Study on Safety and Effectiveness of Three Doses of Argatroban as Anticoagulant in Percutaneous Coronary Intervention (PCI)
A Randomised, Open, Parallel-group, Multicentre Study to Examine the Safety and Effectiveness of Three Doses of Argatroban as Anticoagulant in Combination With Clopidogrel and Aspirin in Patients Undergoing Elective Percutaneous Coronary Intervention in Comparison With Unfractionated Heparin, Clopidogrel and Aspirin
This is a phase II multi-centre study in 140 patients undergoing elective PCI to obtain the information on dose-response of argatroban in pharmacodynamic markers and to assess the anticoagulation, safety and efficacy of argatroban in reference to unfractionated heparin, in combination with dual antiplatelet therapy.

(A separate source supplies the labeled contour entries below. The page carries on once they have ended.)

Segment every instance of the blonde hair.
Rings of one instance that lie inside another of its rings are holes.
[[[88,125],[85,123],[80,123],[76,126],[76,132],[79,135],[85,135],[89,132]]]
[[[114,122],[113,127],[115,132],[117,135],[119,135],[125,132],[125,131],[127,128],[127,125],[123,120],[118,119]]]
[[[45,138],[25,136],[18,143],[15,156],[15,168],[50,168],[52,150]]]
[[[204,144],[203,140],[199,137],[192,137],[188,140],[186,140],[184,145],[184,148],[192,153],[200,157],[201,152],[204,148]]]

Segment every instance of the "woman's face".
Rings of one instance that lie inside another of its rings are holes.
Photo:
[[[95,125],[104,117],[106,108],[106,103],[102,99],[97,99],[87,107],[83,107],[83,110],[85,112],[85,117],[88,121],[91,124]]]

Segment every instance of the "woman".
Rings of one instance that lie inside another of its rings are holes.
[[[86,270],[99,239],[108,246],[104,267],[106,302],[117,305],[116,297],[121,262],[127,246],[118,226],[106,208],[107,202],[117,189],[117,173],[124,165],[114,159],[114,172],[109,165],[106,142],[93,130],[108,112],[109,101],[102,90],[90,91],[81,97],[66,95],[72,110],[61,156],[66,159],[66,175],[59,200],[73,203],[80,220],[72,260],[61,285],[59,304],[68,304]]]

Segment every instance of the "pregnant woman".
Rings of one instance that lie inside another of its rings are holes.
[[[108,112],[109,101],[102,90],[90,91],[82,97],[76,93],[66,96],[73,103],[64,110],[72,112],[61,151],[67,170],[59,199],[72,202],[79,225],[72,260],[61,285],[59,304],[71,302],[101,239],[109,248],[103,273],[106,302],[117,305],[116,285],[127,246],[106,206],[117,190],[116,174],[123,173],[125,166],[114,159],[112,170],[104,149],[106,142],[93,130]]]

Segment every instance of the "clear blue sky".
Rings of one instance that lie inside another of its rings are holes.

This is a phase II multi-centre study in Europe in patients with stable coronary artery disease or troponin negative unstable angina undergoing elective PCI, to obtain the information on the safety and effects on various pharmacodynamic markers, of three doses of argatroban in combination with clopidogrel and aspirin, and to assess the results of argatroban and unfractionated heparin, both used in combination with clopidogrel and aspirin, on clinical outcomes, adequacy of anticoagulation, various pharmacodynamic markers (approximately 35 patients per group).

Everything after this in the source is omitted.